The root cause, according to Adrienne, is that many organizations’ executives and boards are focused on the impact that HCAHPS has on rankings and funding. “We're incentivizing smart organizations from a ranking, brand, and reimbursement perspective to measure in one way,” Adrienne explains.

The measurements used to gauge success in any industry can foster or undermine a culture of empathy in healthcare organizations and beyond. As Adrienne sees it, HCAHPS doesn’t address the many pieces that go into a patient’s experience because it focuses so narrowly on a subset of episodes.

Patient experience falls under a very, almost unusually broad spectrum. Unpleasant experiences such as late meals, scheduling difficulties, noisy hallways, and billing confusion can erode trust despite top-notch clinical care.

The solution, Adrienne believes, is better leveraging customer experience to capture the full spectrum of healthcare consumers’ experiences. 

“The imperative is to break that mold. We have to do it holistically,” Adrienne says. “Our customers, employees, and patients, certainly our communities have to have a loud voice in what we measure.”

In this episode, Adrienne discusses how healthcare organizations can authentically demonstrate and measure patients’ care perceptions.

In the following excerpt, Adrienne shares a personal story about the emotional toll empathy plays in delivering a difficult diagnosis.

Adrienne: Early in my career, I cared for a gentleman in the ER. I was an intern. The neurosurgery resident says, “Somebody's got to tell him it's a metastatic brain tumor, not a stroke.”
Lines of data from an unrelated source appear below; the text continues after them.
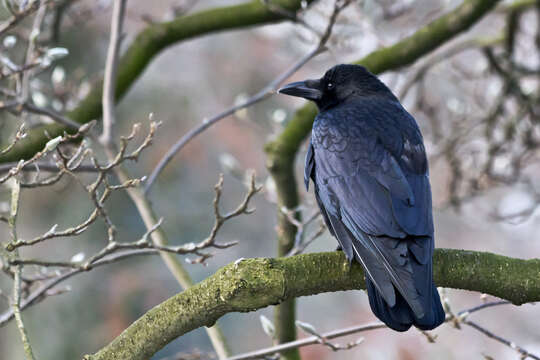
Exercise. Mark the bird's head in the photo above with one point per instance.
(338, 85)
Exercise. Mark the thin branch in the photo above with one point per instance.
(308, 341)
(524, 353)
(52, 115)
(267, 91)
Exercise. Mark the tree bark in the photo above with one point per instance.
(256, 283)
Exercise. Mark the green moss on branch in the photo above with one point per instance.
(256, 283)
(144, 48)
(403, 53)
I went in and told him, and he had 10 people in the room. His wife was right next to him in a wheelchair.

As soon as I mustered the words, I burst into tears.

He turns to his wife and says, “I want to thank you for the last 40 years of my life. They were the best I ever had.” It was a heavy moment I did not recover from.

Right after walking out of that room, I wrote down his nickname and put it on my dresser. I have never forgotten him.

Ten years later, I saw a transporter with his nickname across her hat.

She said, “Dr. B? Remember that day?” She pointed to the hat. “We loved you. Thank you for taking care of my dad.”

It doesn't feel healing or restorative in the moment. It feels depleting. It's on the individual to manage their joy and well-being in the practice of medicine. You have to write that name down.